Initially, a prostatic venous plexus lies between the true and false capsules of the gland. They subsequently drain to the prostatic venous plexus receives at the anterolateral part of the prostate gland. This plexus also receives deoxygenated blood from the deep dorsal vein of the penis and subsequently drains to the inferior vesical vein, which in turn drains to the internal iliac vein.
The glands are innervated by parasympathetic fibers of the pelvic splanchnic nerves by way of the prostatic plexus, which receives its fibers from the inferior hypogastric plexus (for erection and secretomotor of acini). The inferior hypogastric plexus also receives preganglionic sympathetic fibers from the superior hypogastric plexus to provide motor innervation to the smooth muscles of the stroma of the gland (for ejaculation and smooth muscle contraction).
The prostate gland has several lymphatic drainage pathways, inclusive of:
- the inferior part of the prostate and membranous urethra, via the pudendal canal to the internal iliac nodes
- the pre-vesical pathway from the anterior part of the gland by way of the retropubic space to the external iliac nodes, then common iliac nodes
- the base of the prostate gland, over the posterior aspect of the urinary bladder to the external iliac nodes
- the base of the prostate gland along the route of the inferior vesical artery to the internal iliac nodes
- and, the inferior part of the gland adjacent to the rectum to the middle and lateral nodes.
The middle and lateral, as well as the internal iliac, nodes drain to the promontorial node, while the external iliac nodes drain to the common iliac node.

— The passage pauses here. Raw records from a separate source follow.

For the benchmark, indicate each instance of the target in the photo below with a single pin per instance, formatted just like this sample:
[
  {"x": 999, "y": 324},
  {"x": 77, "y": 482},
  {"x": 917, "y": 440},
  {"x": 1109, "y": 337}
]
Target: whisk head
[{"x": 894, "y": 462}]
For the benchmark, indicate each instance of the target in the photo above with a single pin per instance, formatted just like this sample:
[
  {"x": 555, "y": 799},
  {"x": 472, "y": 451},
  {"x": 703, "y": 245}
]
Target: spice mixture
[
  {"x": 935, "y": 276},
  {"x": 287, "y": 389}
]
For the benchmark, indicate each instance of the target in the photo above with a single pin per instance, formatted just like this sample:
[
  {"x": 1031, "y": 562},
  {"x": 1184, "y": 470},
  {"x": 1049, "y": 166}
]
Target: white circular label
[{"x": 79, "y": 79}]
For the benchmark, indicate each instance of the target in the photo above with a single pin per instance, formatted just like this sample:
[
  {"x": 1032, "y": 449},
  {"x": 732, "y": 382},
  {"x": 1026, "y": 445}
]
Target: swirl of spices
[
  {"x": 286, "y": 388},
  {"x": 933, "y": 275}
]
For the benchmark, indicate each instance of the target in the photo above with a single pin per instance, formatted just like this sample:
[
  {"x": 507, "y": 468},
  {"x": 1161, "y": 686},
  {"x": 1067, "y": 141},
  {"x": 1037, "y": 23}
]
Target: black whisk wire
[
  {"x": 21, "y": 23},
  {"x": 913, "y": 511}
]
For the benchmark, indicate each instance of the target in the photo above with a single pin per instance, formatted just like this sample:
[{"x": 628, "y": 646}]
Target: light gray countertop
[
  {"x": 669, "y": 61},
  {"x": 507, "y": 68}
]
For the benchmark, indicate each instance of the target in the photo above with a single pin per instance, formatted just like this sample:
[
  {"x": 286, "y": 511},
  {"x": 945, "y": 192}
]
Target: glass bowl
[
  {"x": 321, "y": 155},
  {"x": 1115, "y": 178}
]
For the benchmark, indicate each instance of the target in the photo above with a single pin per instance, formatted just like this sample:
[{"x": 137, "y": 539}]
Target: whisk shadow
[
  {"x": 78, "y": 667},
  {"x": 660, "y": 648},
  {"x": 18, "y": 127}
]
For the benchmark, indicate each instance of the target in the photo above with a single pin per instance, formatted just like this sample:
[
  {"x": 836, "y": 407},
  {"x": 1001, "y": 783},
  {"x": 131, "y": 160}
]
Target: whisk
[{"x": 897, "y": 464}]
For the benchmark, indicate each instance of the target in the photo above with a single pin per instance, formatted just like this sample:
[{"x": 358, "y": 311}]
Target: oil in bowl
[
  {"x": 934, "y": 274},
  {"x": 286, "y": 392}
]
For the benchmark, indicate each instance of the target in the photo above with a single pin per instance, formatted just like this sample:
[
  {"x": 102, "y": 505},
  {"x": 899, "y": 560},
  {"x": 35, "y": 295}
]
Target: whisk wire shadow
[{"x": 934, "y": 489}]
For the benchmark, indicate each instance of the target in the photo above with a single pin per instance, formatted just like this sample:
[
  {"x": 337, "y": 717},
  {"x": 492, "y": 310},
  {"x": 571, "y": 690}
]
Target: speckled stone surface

Both the promontorial and common iliac nodes eventually drain to the pre-aortic node.
Structural RelationsAs was previously mentioned, there are six sides to the prostate gland, each having distinct anatomical landmarks related to them. The base, which is the most superior aspect, is immediately related to the urinary bladder and the internal urethral sphincter muscles. Posterosuperiorly, the base is related to the seminal vesicles and the inferior part of the retrovesical portion of the rectovesical space (this is different from the rectovesical pouch within the pelvic peritoneal cavity). The gland’s apex is located at the inferior aspect of the organ. Its inferior relations include the bulbourethral (Cowper’s) glands, the external urethral sphincter muscles, and the retroprostatic part of the rectovesical space.
The anterior part of the prostate gland is adjacent to the retropubic space of Retzius (which is bordered by the posterior part of the pubic symphysis). Posteriorly, the rectovesical fascia of Denonvilier courses from the apex of the rectovesical pouch (in the pelvic peritoneum) to the apex of the prostate gland. It divides the rectovesical space into its three parts, the third of which is the prerectal space. The distal rectum is also posteriorly related to the prostate gland. Finally, the pubourethralis portions of the levator ani muscles lie adjacent to both inferolateral surfaces of the gland.
A digital rectal examination allows the clinician to feel any nodular growth on the posterior surface of the gland. This is typically where prostatic adenocarcinomas can be palpated as these tumors most often arise in the peripheral zone. Benign prostatic hyperplasia, however, are more prominent in the transition zone. Subsequently, this will result in urinary retention which could result in bladder and kidney infection if not adequately treated.